Newly emerged sex shops in Poland say they fulfill need but now risk prosecution

March 29, 1991|By Kay Withers | Kay Withers,Special to The Sun

WARSAW, Poland -- In the back room of a Warsaw sex shop, the manager paraded his wares.

"Just like in the West," said Marek Czerwinski of BAKS on Pope John Paul II Street, displaying one of his top-selling items. "Very good quality. Made of a special synthetic material. Looks very realistic."

Disembodied as it was, surrealistic might have been a better word.

"Feel it," urged Mr. Czerwinski, a former fabric printer. "Just like the real thing."

The visitor prodded the proffered goods with a forefinger.

"It sells for 700,000 zlotys," Mr. Czerwinski said. That's a little under half the average monthly wage here. "Of course, we have cheaper models, in plastic, for 310,000 zlotys."

Mr. Czerwinski's chain of four sex shops is part of a cultural revolution that has swept Poland since the Communists were voted from power two years ago.

Despite a reputation for puritanism and a vocal rear-guard action by the Roman Catholic Church, Poles are now supporting about 100 sex shops throughout the country, including 15 in Warsaw.

They are one of the few flourishing sectors of Poland's battered economy. In roughly a year of selling dildos and inflatable dolls, vibrators and condoms and cassettes, aphrodisiacs and erotic magazines, Mr. Czerwinski reported a monthly turnover of some 400 million zlotys from his shops (about $42,000). Others are making more modest profits but are prospering.

Some of the customers are sex-shop stereotypes, like the small, bereted, raincoated clerk who sidled into downtown SEX-Appeal and, after much furtive perusal, asked in a whisper if the store stocked "Brigid," a life-size doll.

Some are ordinary Poles breathing the heady air of Western-style progress. A fresh-faced young couple, their arms around each other, inspected all of SEX-Appeal's wares. In the end, they bought just condoms, a scarcity elsewhere.

Condoms and aphrodisiacs were the top sellers, sales personnel reported, especially among workers and women -- a depressing comment, perhaps, on the stresses of Polish life. "Wives are not satisfied," Mr. Czerwinski said.

Concern for the client marked the sex shop staffs.

"There are reasons why some people cannot find a partner," said Robert Kozuchowski, a student who works as a sex-shop salesman. "Dolls are cheaper than prostitutes and much safer, too."

There are some elements of Polish society slow to accept this revolution, and they are mounting a counterrevolution.

In Lesko, a small town in southern Poland, the weekly Warsaw Voice reported, the parish priest erected a cross at the local sex shop and held prayer meetings there.
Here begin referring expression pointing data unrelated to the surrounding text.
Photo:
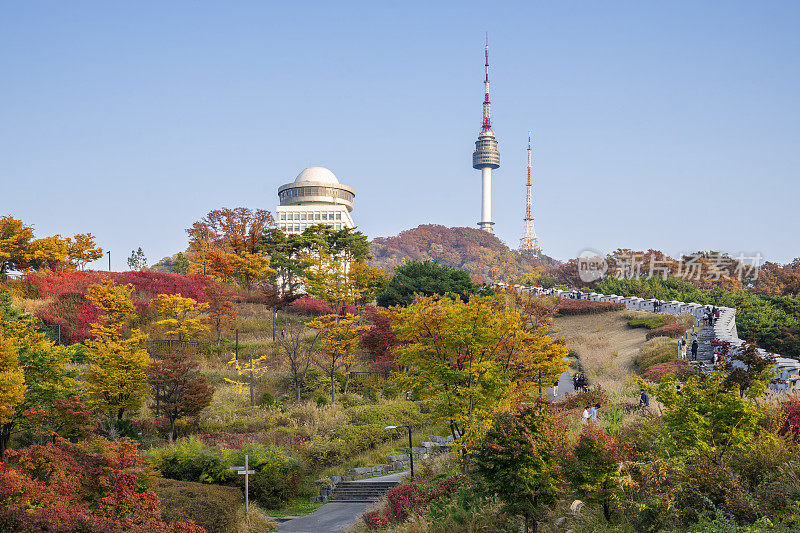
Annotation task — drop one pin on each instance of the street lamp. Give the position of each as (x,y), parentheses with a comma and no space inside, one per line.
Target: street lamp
(410,446)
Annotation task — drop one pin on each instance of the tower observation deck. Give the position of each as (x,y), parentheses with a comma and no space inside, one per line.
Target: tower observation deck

SEX-Appeal's windows were broken in the first week of operation. Molotov cocktails were hurled through the windows and doors, owner Krzysztof Boguszewski said.
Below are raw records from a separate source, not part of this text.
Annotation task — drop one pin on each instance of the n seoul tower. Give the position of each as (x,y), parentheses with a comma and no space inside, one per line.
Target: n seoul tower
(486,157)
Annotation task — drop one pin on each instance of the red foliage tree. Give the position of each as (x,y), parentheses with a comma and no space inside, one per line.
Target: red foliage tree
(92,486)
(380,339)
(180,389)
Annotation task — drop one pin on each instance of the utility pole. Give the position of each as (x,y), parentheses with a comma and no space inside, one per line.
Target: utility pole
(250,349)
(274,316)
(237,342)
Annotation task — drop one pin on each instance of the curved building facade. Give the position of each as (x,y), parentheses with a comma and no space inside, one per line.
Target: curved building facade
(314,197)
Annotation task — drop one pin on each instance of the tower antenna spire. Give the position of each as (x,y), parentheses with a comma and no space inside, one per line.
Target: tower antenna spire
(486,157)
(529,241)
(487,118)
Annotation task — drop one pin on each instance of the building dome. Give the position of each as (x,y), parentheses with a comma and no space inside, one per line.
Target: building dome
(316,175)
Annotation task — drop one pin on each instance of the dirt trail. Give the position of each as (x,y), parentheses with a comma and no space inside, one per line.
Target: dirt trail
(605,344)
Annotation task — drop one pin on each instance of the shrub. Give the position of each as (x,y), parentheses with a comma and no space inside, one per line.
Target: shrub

Recently, the Justice Ministry weighed in with a diatribe against pornography.

"The spread of pornography and the damage it is doing demands effective action, including criminal proceedings," said Deputy Attorney General Aleksander Herzog. The law does not define pornography, but the Justice Ministry said that certain "graphic representations" should be considered pornographic regardless.

So far the only prosecution of note is that of former Communist government spokesman Jerzy Urban, whose spectacularly successful anti-clerical, anti-government weekly magazine Nie has contained some crude, satirical porn.

But the atmosphere is one of caution. Mr. Czerwinski withdrew all his hard-porn magazines and video cassettes from sale.

Mr. Boguszewski foresees a sex-shop crisis but says that closing the stores would be opening the "Pandora's box" of the fast-growing black market. "Everything would be available everywhere, but without any control," he said.